The statement comes just hours after Florence Parly, the French Defence Minister, raised a concern about the deal and warned that the deal would greatly affect France’s influence in the nation and undermine the work France has done in the country.
The French Defence Minister was addressing a parliamentary commission in Paris on Tuesday, days after Reuters News Agency had reported the ongoing talks between the Malian government and the Russian private security company. He warned that France would be greatly affected by the deal.
“If the Malian authorities entered into a contract with Wagner, it would be extremely worrying and contradictory, incoherent with everything that we have done for years and we intend to do to support the countries of the Sahel region,” Florence Parly said
According to the proposed deal, the Malian government would have to pay six billion CFA francs monthly to the Wagner Group, which will deploy close to 1000 mercenaries to the northern parts of the country to help Malian soldiers fight Jihadists.
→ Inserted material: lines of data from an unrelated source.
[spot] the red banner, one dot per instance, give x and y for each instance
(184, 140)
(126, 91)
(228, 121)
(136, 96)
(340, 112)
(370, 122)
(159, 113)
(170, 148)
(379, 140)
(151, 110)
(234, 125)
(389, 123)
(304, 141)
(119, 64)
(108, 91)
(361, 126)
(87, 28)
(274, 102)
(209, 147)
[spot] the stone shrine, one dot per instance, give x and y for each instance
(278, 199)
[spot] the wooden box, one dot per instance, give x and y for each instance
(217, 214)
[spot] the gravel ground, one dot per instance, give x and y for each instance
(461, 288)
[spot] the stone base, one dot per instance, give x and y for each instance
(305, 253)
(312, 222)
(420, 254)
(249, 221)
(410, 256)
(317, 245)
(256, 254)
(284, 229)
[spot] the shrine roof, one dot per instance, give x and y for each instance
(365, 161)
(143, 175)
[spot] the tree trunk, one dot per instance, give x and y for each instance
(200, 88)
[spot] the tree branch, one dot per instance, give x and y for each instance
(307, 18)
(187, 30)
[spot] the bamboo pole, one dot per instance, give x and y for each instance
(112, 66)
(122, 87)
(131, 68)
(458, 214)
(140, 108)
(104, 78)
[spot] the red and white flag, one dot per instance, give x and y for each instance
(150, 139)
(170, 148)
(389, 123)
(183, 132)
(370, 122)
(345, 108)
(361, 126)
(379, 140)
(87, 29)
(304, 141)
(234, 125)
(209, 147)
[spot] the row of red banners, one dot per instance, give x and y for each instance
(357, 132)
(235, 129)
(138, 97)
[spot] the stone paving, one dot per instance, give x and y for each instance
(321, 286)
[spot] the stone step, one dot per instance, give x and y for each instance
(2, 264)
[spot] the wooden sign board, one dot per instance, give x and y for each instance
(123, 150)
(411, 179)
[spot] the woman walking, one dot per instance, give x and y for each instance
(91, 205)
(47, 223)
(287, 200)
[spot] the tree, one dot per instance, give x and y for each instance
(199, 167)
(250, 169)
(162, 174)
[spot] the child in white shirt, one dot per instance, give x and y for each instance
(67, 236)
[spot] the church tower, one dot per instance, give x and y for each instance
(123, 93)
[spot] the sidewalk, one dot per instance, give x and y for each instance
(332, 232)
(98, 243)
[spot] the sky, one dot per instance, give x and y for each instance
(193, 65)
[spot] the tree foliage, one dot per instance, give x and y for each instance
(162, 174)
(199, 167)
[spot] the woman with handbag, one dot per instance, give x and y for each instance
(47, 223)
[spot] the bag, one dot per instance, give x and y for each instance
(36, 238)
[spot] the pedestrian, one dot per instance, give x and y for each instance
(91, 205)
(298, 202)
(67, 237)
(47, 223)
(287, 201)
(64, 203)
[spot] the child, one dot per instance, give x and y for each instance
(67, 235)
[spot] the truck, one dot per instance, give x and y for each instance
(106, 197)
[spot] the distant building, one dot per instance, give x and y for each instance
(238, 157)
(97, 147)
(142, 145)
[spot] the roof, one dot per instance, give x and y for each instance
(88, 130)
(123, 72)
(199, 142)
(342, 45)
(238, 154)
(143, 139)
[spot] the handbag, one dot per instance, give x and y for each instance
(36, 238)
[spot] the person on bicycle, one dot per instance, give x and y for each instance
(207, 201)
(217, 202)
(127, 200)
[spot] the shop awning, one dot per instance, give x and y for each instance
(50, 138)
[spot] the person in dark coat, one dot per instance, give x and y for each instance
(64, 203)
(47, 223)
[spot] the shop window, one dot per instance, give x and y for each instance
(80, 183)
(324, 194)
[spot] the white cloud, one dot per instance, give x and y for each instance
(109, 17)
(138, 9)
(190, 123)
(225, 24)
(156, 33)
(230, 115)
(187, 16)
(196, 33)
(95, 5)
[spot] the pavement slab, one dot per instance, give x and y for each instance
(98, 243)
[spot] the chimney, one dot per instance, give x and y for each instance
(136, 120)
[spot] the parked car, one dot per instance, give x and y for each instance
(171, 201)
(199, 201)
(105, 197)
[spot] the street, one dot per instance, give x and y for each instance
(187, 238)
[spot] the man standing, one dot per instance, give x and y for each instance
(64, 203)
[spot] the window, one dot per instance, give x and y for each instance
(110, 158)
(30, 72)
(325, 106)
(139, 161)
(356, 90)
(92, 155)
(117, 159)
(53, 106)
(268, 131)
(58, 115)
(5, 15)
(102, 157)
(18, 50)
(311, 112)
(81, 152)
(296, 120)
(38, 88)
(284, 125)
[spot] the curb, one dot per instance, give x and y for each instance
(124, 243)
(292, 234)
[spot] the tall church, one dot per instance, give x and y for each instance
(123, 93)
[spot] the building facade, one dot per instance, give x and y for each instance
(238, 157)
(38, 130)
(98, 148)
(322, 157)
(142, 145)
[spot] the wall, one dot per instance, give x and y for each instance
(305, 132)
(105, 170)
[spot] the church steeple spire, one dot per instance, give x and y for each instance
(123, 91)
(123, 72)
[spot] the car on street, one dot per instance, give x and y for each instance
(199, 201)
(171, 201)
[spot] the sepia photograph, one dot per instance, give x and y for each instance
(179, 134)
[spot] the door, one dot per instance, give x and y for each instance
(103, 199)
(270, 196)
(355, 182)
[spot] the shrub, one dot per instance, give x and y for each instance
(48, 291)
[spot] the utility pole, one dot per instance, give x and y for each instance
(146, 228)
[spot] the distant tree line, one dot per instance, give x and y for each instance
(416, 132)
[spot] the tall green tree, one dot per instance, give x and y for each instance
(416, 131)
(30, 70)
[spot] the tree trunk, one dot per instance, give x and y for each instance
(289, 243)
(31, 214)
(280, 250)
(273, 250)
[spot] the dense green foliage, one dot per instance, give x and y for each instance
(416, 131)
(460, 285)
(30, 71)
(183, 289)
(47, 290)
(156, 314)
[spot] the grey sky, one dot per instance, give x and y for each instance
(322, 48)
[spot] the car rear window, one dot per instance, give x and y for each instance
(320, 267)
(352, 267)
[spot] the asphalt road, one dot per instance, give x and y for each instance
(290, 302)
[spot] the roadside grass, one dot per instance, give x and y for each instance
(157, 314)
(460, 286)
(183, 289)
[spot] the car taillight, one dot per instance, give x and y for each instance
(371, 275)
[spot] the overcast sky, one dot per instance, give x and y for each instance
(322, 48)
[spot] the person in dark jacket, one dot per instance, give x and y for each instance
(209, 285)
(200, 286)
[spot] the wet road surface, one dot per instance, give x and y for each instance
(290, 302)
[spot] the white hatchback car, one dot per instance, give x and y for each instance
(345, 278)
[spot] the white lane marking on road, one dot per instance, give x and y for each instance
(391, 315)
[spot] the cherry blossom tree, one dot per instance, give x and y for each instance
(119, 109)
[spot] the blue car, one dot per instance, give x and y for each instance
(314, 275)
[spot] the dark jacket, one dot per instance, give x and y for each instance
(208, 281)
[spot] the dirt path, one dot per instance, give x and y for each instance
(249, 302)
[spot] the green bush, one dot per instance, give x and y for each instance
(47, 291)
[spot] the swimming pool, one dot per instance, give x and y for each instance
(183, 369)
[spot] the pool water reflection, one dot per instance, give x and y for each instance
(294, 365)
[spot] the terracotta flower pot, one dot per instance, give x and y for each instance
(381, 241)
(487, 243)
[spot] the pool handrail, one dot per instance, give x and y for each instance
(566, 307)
The relationship between the Malian and the French government has not been the best since the last military coup that ousted President Bah Ndaw and his Prime Minister.
In May, thousands of Malians stormed the streets in protest against the French role in their country and warned the French government not to interfere in their internal politics while waving the Russian and China flags.
The French government has about 5000 troops in Mali and has warned that they would withdraw all their forces should the Malian government not adhere.